Freshman Inquiry: Human/Nature
The human animal is considered to be both a part of and yet distinct from nature. This relationship between our human selves and the natural world we inhabit is complicated and perplexing. This theme explores the complex connections between humans and nature. In what ways are we humans "natural"? Is there such a thing as human nature, and if so, what is it? How are we related to nature and our larger natural surrounds? How have we described and represented nature to ourselves? How have humans over the course of time understood and interacted with the natural world? How have our understandings of nature changed? Do humans have unique responsibilities toward the natural world and if so, what are they? Over the course of the year we will attempt to answer these questions, drawing on the resources of the social and biological sciences, history, literature and the arts.

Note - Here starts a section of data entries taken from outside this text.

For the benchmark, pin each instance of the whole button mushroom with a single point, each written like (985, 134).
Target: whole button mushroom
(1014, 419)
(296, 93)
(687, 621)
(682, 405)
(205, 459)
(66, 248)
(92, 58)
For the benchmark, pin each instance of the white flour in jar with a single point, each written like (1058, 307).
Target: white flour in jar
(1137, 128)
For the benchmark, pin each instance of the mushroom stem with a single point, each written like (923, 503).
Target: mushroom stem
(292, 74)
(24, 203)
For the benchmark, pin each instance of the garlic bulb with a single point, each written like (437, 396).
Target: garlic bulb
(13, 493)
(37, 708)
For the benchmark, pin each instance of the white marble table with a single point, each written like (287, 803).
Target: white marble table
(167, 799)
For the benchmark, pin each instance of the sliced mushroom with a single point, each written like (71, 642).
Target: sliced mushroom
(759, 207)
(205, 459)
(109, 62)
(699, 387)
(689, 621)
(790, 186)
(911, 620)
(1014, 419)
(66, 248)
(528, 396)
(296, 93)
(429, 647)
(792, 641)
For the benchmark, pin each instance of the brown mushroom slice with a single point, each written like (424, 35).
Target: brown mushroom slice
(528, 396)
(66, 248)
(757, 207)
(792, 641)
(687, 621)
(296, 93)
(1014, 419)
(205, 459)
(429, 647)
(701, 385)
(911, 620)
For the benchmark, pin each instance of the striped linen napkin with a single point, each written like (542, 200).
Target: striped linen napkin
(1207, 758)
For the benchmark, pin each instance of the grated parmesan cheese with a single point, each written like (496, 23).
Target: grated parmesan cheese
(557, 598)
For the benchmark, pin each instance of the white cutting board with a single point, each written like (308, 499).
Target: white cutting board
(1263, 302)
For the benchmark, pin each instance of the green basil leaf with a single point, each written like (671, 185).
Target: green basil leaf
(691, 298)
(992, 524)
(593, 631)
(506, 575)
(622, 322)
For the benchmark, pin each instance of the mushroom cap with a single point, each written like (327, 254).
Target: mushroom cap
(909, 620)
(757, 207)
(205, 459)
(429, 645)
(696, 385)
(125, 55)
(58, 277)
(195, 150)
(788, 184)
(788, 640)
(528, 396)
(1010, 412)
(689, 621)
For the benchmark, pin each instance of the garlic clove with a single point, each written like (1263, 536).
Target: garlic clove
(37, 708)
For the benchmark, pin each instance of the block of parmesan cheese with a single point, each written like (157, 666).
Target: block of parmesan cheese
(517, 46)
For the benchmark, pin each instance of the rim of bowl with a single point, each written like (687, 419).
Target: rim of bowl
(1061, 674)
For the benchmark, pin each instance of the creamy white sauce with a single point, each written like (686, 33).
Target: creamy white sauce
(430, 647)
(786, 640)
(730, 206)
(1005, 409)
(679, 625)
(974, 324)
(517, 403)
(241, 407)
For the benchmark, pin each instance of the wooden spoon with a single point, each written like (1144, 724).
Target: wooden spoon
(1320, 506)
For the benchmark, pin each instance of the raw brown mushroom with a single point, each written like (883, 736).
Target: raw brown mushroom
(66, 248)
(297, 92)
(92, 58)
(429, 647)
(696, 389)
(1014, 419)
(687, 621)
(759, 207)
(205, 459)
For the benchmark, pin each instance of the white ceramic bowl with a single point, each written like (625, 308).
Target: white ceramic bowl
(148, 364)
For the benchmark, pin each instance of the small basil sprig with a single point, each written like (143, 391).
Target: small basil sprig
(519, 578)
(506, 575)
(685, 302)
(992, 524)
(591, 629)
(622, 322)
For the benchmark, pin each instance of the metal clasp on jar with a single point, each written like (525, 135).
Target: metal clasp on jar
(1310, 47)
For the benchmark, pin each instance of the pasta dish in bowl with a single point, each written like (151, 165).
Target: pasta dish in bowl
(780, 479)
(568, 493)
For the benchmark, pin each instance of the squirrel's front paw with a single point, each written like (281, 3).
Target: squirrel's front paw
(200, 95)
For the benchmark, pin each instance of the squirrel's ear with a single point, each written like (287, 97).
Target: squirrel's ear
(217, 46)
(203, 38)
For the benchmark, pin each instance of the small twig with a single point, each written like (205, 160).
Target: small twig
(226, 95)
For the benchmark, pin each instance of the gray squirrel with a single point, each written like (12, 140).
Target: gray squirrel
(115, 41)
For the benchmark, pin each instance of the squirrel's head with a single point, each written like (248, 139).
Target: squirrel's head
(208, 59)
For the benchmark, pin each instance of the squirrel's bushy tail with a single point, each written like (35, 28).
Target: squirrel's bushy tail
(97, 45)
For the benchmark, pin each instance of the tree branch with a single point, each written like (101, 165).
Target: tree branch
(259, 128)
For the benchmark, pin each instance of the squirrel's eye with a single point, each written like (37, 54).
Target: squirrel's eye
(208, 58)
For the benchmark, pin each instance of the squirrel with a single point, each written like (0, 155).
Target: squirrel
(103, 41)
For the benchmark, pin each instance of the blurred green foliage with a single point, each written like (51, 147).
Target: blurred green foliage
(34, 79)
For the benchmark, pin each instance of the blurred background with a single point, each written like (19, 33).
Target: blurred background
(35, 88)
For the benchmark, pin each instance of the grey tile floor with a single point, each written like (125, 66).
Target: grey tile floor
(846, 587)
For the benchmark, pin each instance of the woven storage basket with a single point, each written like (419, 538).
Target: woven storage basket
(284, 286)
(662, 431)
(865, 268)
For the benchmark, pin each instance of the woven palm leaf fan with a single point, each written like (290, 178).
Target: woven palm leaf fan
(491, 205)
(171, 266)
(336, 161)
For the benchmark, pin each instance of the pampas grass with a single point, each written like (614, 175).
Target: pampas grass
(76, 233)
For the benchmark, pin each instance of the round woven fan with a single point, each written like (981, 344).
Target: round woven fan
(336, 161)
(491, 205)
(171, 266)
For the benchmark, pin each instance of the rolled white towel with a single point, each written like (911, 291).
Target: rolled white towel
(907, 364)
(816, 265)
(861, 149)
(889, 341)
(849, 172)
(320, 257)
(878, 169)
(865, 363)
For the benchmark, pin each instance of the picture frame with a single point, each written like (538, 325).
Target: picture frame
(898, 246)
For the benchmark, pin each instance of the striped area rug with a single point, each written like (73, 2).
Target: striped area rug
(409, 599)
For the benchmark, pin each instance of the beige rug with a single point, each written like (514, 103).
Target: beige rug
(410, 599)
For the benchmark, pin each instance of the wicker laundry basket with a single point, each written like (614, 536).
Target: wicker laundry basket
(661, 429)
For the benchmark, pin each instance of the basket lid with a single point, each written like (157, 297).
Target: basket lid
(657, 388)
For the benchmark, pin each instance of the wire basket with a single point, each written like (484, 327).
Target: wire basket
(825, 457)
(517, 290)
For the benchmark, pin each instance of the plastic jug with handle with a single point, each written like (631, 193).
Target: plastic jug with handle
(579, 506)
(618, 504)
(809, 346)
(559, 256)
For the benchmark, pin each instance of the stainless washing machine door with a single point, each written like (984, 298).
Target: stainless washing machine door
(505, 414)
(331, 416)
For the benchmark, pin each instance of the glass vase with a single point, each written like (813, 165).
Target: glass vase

Becky Boesch has taught in University Studies since its inception in 1993 and has a wide range of experience teaching in Freshman Inquiry, Sophomore Inquiry and Transfer Transition. Her disciplinary background encompasses American and English literature, applied linguistics, and postsecondary education with a specific focus on immigrant literature and issues surrounding immigration and immigrants in higher education. Becky grew up in South Dakota and is herself a child of an immigrant. She also has a strong environmental ethic and during her free time, she can be found hiking, camping, wildlife viewing and gardening.
Alan MacCormack has been with the University Studies Program since 1999. He is a zoologist and ecologist with a doctoral degree from the University of North Carolina at Chapel Hill and an undergraduate degree from Antioch College. Alan has worked with pesticide pollution, the social behavior of wasps, bird migration, and biological rhythms. Current interests include evolutionary theory, science education and the philosophy of science. He is happy to discuss almost anything other than golf and reality shows.
Anmarie Trimble is editor of Born Magazine ( www.bornmagazine.org ), an experimental online publication that features collaborations between writers and multimedia artists. She's particularly interested in the impact of multimedia on the literary arts, and she has lectured extensively on this subject for technology and literary audiences. This intersection between technology and writing stems from a life-long passion for science that influences her poetry. Her poetry has appeared in Black Warrior Review and Field: Contemporary Poetry and Poetics, and other publications. She has also worked in the Web industry as an editor and researcher, developing web sites and kiosks for Experience Music Project, National Geographic, Discovery Channel, PBS, and others. When she's not gardening, hiking in the woods, or making music, she dreams of being official poet to the first manned mission to Mars.
Tony Wolk is a professor in the English Department. He has also done stints in the Freshman Inquiry program since its inception: specifically with "Embracing Einstein's Universe," "The Cyborg Millennium," and most recently, "Human/Nature." In the English Department he teaches writing classes, and also courses on Shakespeare, Dante, Philip K. Dick, Jorge Luis Borges, and Italo Calvino. Ooligan Press of Portland State has published his series of novels which center on Abraham Lincoln's scarcely known brief visit to Evanston, Illinois, in 1955. "Abraham Lincoln, a Novel Life" is the first of these novels. When Wolk served on the Oregon Lincoln Bicentennial Commission (2008-2010) he described himself as "the false historian."